Bunnell and Cheryl Woodard put out the first issue of PC Magazine in January, 1982, only to leave later that year with most of the staff after the publication was sold to Ziff-Davis without their consent. With funding from our parent company, IDG, that staff started PC World (as the print magazine was then spelled) with founding editor Andrew Fluegelman. The magazine quickly grew to be a leader in technology journalism. Bunnell went on to co-found Macworld and other technology publications for IDG, and eventually left for other ventures.
You can read more of our origin story in this excellent recollection from our 25th-anniversary issue, and you can read even more about David in his Wikipedia entry.
‘Nobody knew anything’
Rich Landry, former PCWorld Editor in Chief
I met David in 1986, and I was hired, actually, when nobody knew anything. No journalists knew anything about computers, and no computer people knew anything about journalism.
I was very unsure of how to manage this very big and kind of crazy magazine that was growing like a weed and at the same time having enormous challenges. He expressed sincere confidence in me based on I’m not sure what, and he continued to do that when we worked together later at HyperMedia Communications.

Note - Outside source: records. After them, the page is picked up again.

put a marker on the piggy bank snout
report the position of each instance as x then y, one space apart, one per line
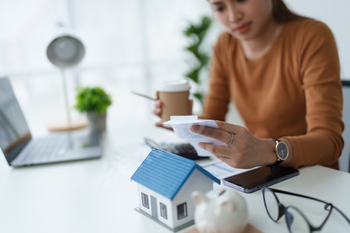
198 197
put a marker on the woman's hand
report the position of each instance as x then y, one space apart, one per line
158 110
245 150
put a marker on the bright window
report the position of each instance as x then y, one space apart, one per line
163 212
181 211
144 198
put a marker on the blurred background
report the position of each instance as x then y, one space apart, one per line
130 45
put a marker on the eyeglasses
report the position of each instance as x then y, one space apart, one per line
295 219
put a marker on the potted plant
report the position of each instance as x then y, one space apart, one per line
94 101
196 34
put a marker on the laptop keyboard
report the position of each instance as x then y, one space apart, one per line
44 149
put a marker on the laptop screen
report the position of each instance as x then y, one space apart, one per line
14 131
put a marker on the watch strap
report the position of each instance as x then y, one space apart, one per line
279 161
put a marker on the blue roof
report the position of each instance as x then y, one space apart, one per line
165 173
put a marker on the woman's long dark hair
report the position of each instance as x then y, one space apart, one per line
281 12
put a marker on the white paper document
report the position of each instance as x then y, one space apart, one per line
181 126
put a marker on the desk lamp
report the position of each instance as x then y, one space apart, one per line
65 50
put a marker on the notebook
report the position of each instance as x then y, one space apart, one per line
20 149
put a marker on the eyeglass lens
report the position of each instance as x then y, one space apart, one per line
271 204
296 222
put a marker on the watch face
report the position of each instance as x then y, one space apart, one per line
282 150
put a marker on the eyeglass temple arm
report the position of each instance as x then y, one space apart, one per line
311 198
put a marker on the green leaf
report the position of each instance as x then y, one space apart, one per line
194 75
92 99
199 96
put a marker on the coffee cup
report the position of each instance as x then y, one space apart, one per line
174 97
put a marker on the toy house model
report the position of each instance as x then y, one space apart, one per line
165 183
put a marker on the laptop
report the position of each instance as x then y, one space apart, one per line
20 149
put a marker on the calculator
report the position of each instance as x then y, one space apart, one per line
185 150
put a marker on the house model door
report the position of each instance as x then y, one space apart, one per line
154 207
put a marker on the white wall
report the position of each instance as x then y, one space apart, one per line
336 15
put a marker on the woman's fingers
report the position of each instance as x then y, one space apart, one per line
235 129
216 150
217 134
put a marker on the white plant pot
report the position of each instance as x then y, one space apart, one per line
96 121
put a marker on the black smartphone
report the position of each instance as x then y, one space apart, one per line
259 178
185 150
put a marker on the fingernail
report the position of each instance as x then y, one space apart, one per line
195 127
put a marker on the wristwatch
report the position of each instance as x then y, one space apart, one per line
281 151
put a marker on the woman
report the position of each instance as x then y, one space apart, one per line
282 71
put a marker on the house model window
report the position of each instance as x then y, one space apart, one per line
165 183
163 211
181 211
145 200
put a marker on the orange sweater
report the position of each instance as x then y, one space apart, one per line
293 91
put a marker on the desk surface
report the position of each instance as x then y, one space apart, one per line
98 196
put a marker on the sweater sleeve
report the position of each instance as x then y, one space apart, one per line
218 97
320 72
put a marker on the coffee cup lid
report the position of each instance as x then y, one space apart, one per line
175 85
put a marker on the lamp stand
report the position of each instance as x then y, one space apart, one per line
68 124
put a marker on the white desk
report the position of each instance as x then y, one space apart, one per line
97 195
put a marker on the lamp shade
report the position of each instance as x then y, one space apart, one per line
65 50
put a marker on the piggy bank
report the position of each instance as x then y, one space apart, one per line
220 211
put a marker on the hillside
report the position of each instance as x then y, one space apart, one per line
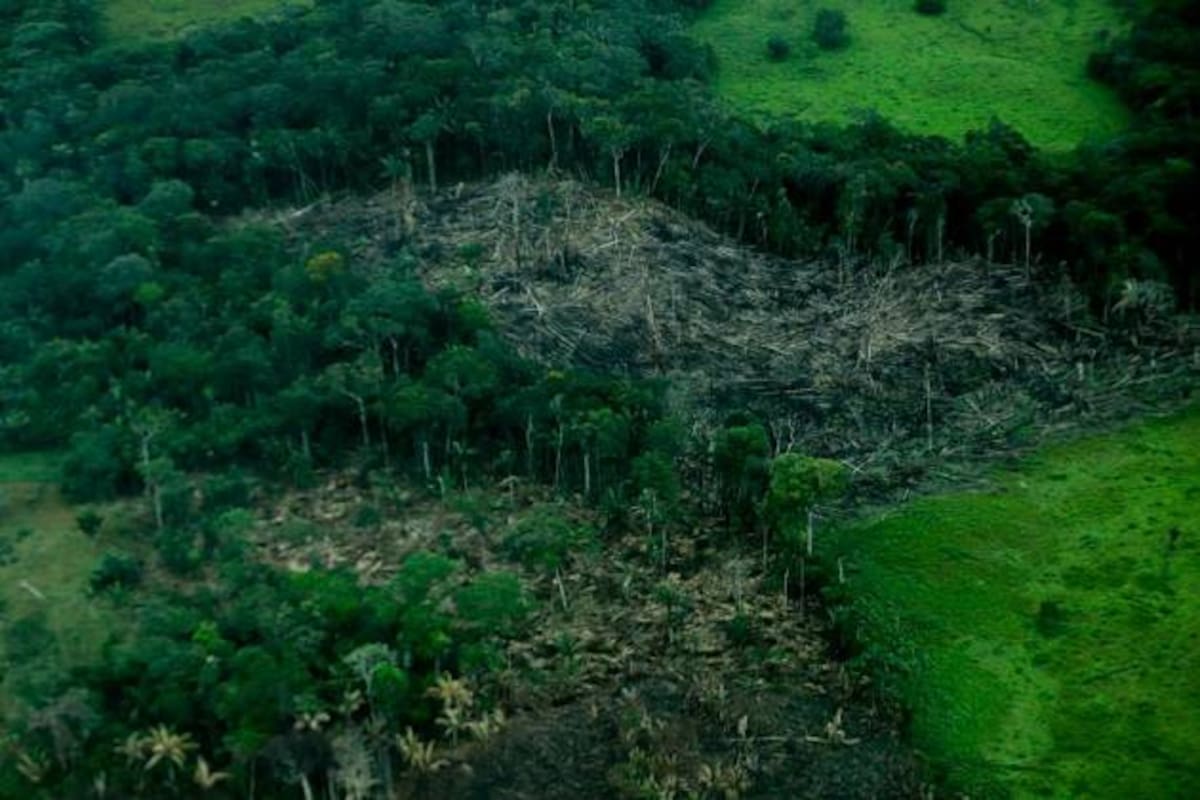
942 74
905 373
420 400
156 19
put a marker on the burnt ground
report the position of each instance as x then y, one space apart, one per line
913 376
629 681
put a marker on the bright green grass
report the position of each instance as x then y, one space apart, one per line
1055 638
928 74
168 18
51 564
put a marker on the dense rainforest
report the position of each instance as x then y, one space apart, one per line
190 356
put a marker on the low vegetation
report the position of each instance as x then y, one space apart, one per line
453 398
1044 630
929 72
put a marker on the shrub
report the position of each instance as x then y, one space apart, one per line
831 29
89 522
545 540
778 48
115 570
493 603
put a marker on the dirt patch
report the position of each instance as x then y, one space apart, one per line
904 372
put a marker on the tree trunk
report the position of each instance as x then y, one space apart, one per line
529 445
809 534
431 166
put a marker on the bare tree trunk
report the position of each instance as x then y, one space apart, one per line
929 410
558 455
808 545
553 139
658 173
529 445
431 164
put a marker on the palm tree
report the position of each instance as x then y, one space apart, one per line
165 746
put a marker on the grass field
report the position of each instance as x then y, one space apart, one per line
45 565
167 18
1019 60
1053 624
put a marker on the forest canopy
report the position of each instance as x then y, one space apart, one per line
179 348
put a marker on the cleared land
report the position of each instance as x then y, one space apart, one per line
168 18
46 614
1023 62
1053 624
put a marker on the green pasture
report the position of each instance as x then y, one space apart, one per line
1023 61
1050 627
47 619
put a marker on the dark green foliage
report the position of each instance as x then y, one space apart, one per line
741 630
89 522
741 459
117 570
546 540
831 29
495 601
778 49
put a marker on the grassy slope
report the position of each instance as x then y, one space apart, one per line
929 74
52 557
1095 696
167 18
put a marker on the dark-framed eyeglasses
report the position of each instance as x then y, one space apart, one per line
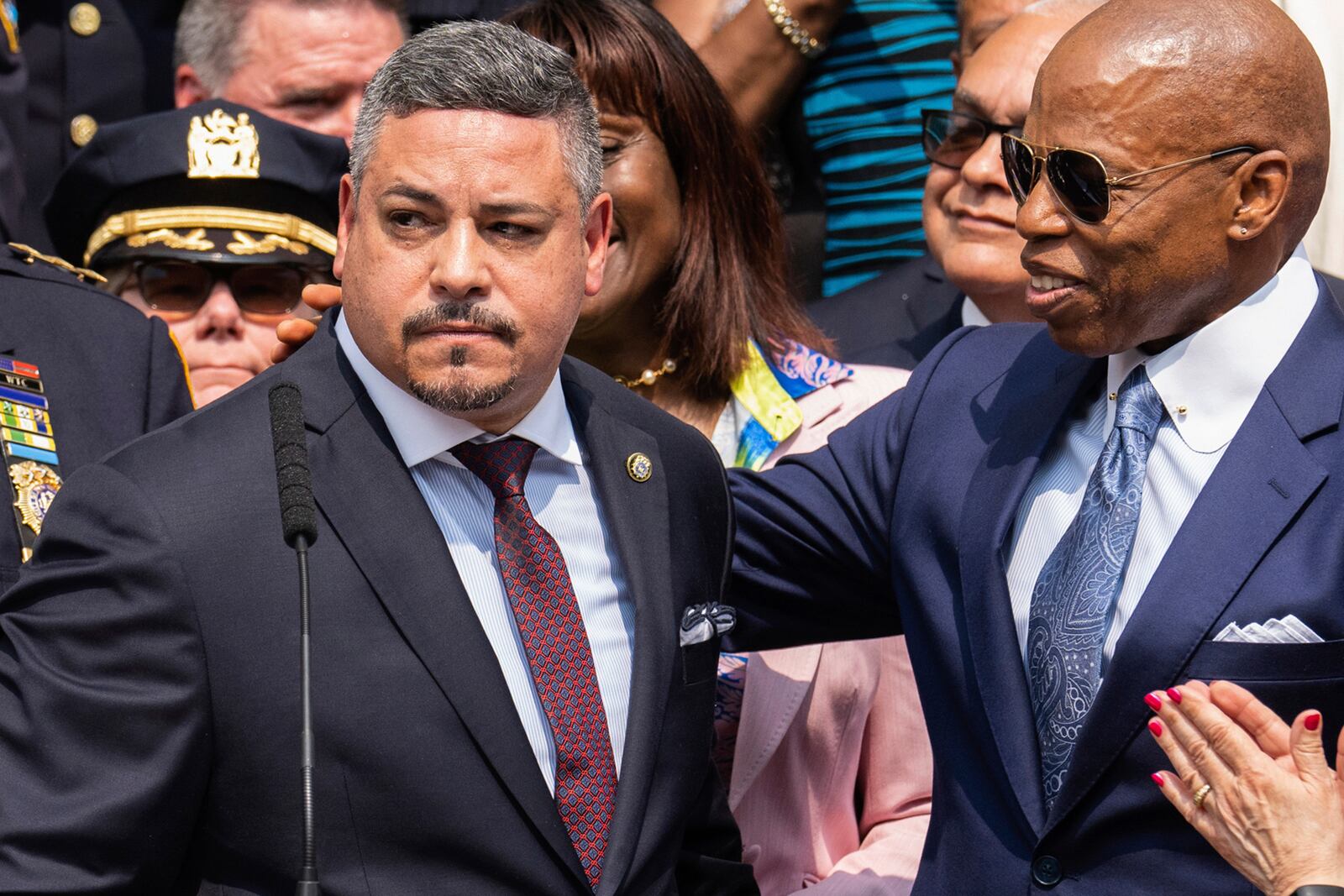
181 288
952 137
1079 179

David was a challenging person in a lot of different ways. He got into a lot of little scraps with different people, many inconsequential, some very consequential. He had some big successes and big busts. But even today the one thing that really, truly remains is that he saw what people could do and he reflected that right back to them.
Robert Luhn, former PCWorld Senior Editor
David was the hippie who became the industrialist. At one point PCWorld had 13 competitors, and you almost couldn’t help but make money with a decent idea and a printing press. He took advantage.

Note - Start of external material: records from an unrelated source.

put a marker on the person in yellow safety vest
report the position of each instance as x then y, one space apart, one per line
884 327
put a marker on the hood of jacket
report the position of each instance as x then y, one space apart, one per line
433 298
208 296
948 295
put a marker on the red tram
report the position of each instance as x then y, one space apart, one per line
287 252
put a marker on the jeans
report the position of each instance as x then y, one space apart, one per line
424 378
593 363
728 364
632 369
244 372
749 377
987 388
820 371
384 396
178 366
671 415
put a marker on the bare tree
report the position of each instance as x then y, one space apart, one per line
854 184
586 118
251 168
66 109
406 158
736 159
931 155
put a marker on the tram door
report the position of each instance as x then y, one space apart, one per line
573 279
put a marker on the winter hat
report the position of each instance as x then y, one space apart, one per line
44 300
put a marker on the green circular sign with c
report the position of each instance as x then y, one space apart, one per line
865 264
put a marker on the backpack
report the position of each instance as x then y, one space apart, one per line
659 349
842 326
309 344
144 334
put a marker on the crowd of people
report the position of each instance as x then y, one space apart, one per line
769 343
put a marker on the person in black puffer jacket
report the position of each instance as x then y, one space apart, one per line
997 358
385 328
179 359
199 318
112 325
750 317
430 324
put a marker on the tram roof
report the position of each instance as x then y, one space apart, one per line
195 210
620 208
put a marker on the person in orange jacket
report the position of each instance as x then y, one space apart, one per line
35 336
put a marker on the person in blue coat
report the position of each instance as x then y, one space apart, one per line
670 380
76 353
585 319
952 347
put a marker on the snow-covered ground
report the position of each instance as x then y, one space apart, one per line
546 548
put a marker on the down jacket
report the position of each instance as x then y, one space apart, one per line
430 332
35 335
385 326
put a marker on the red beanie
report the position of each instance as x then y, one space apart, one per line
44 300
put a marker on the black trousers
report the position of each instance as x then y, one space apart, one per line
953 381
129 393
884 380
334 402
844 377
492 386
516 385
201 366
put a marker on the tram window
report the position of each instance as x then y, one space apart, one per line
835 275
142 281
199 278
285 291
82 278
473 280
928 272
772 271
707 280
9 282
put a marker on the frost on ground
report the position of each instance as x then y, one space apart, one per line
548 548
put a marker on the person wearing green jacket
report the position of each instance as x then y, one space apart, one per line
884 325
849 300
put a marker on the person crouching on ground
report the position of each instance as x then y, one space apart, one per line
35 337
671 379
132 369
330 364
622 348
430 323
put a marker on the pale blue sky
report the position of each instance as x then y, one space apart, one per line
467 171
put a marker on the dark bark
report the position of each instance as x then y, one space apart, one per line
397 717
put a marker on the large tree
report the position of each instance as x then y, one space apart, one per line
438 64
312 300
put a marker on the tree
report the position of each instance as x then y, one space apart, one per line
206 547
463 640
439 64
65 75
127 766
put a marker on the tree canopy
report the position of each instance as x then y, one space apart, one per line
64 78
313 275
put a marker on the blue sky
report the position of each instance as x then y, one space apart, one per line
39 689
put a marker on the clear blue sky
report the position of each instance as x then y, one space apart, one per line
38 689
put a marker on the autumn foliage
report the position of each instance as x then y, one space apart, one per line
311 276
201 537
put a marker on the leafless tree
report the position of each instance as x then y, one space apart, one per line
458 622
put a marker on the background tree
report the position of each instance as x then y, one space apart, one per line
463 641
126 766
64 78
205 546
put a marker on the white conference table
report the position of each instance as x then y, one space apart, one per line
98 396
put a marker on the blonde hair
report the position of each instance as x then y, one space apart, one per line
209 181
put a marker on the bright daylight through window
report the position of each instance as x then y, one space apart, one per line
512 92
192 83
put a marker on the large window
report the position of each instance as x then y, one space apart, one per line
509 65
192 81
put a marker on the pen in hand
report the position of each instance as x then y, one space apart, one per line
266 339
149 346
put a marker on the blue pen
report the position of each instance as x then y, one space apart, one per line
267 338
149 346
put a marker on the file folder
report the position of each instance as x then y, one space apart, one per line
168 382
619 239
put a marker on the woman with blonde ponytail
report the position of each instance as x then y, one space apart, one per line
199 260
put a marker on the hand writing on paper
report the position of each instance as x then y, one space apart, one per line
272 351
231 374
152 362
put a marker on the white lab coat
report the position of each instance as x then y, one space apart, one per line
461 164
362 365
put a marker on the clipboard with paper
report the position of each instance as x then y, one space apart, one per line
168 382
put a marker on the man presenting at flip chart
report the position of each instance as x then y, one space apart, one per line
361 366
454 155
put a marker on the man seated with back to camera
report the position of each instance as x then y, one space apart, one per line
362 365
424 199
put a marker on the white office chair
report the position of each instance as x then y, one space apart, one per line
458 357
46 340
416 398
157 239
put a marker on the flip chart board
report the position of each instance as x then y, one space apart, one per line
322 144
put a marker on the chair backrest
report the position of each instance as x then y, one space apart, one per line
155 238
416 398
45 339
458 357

PCWorld was his little stroke of genius, and he had the good fortune to do it at just the right time with just the right people. Andrew Fluegelman was the driving force who got David’s idea really rolling.

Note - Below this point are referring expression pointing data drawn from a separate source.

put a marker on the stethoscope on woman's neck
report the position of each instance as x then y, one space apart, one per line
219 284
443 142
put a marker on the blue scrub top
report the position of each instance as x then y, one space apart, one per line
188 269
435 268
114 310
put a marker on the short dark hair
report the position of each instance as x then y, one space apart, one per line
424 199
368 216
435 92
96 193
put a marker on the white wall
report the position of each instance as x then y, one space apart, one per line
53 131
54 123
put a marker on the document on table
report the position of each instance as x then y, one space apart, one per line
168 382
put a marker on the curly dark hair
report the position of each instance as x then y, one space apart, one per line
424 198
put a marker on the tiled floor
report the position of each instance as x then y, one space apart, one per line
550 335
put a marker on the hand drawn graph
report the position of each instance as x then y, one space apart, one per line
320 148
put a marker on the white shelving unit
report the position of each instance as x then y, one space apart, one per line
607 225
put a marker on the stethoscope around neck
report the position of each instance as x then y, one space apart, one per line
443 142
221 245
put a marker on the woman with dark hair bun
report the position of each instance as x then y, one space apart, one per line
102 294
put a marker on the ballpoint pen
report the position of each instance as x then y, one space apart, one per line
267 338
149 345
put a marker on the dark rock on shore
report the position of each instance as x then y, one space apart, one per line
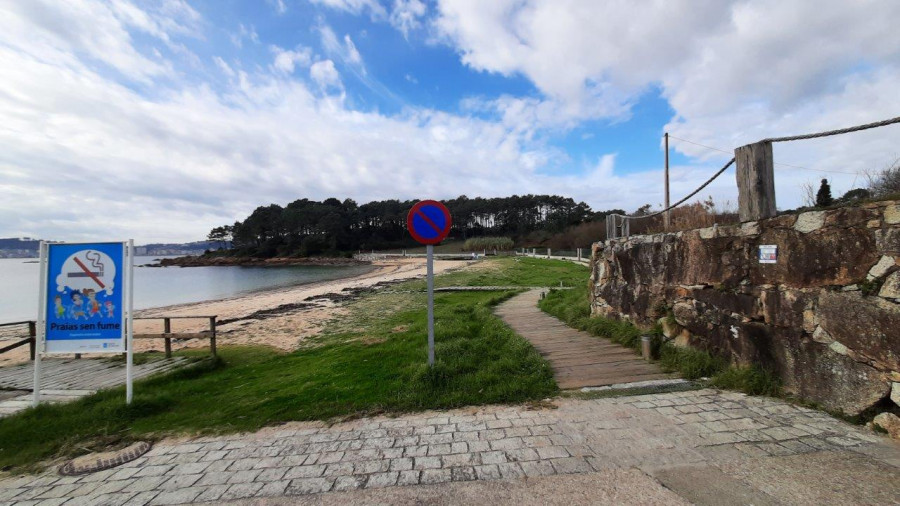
213 261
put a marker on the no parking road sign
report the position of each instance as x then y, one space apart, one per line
428 222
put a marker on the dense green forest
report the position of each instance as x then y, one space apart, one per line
307 227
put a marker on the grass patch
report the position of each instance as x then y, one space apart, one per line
514 271
371 361
573 307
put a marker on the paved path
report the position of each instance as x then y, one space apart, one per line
728 446
578 358
67 379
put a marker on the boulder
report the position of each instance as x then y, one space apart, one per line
815 371
884 265
809 222
889 422
866 325
892 214
891 287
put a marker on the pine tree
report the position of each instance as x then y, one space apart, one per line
823 196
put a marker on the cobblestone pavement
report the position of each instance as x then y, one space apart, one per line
490 443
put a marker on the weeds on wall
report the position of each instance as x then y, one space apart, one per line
573 307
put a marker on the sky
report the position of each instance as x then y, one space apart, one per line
158 120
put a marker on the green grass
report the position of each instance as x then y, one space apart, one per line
372 360
573 307
515 271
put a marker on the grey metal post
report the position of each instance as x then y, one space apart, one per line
756 181
41 325
429 270
167 329
129 343
666 216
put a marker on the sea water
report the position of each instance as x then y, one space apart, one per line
165 286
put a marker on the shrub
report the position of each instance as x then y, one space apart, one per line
488 244
886 181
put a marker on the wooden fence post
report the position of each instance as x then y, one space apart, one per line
32 333
167 329
212 337
756 181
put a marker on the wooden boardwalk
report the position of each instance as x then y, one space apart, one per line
66 379
578 358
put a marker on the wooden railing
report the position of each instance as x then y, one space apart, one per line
168 335
29 340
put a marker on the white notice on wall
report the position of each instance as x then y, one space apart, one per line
768 253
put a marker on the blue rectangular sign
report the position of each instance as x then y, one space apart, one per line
84 298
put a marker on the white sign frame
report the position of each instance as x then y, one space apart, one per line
127 331
768 253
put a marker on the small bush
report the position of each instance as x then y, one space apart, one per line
488 244
886 181
752 380
573 308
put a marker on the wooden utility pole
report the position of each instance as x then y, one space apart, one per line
756 181
666 217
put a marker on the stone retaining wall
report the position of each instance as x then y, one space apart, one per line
825 317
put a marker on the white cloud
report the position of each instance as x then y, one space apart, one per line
734 72
244 33
325 75
375 9
223 66
279 6
83 156
285 60
352 54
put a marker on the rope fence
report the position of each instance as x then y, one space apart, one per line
619 222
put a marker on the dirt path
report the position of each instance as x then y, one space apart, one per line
578 358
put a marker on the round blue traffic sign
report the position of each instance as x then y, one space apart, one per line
428 222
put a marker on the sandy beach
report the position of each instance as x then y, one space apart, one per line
282 318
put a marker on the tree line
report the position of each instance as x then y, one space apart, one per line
307 227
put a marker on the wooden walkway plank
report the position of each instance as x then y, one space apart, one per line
578 359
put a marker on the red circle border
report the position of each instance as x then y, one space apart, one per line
440 237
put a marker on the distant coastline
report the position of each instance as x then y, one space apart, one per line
212 261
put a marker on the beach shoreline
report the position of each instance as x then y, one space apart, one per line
214 261
280 317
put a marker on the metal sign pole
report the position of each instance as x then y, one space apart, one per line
430 274
41 325
129 344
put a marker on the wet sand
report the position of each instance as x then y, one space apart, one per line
282 318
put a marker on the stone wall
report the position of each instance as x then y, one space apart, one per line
825 317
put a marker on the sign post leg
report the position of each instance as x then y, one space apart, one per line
41 325
129 343
430 275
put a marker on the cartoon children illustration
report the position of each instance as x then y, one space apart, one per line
59 308
93 305
77 310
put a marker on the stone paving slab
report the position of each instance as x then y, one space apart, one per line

Karen Wickre, former Corporate Development Manager
The mission of the magazines was to cater to readers with better-quality content and a better look and feel. It was easy to see all the schlock that was out. There were pretty thin walls between ad and editorial in those days. David took a stand, said we’re going to have more of a wall, not give happy-talk reviews.
Galen Gruman, former Editor of Macworld
People were very loyal to David, or they did not get along—it was hard not to have one reaction or the other given the force of his personality. David was not just an editor who figured out the formula for what became computer product journalism but a man who very much wanted to influence that new industry. It was a small industry, and you could have huge effect as an individual—younger people will get a glimpse of that in “Halt and Catch Fire,” though the drama was rarely as made-for-TV as on that show.
The Mao suit
Karen Wickre: We had an all-staff meeting, and David decided to show up in a Red Army uniform to the meeting. The editorial people were all really crazy about him and felt like he was one of them, as opposed to, say, the business side. And this meeting sealed it for good or for bad. He kind of did a power-to-the-people thing.
It was kind of a goof, kind of a joke, but he had a point. There was no protest, no walkout, but he was not liking the suits.
Robert Luhn: At this big meeting, he strode down the aisle dressed like Mao. I thought, come on, David, but I can remember how David liked spitting in the eye of IDG.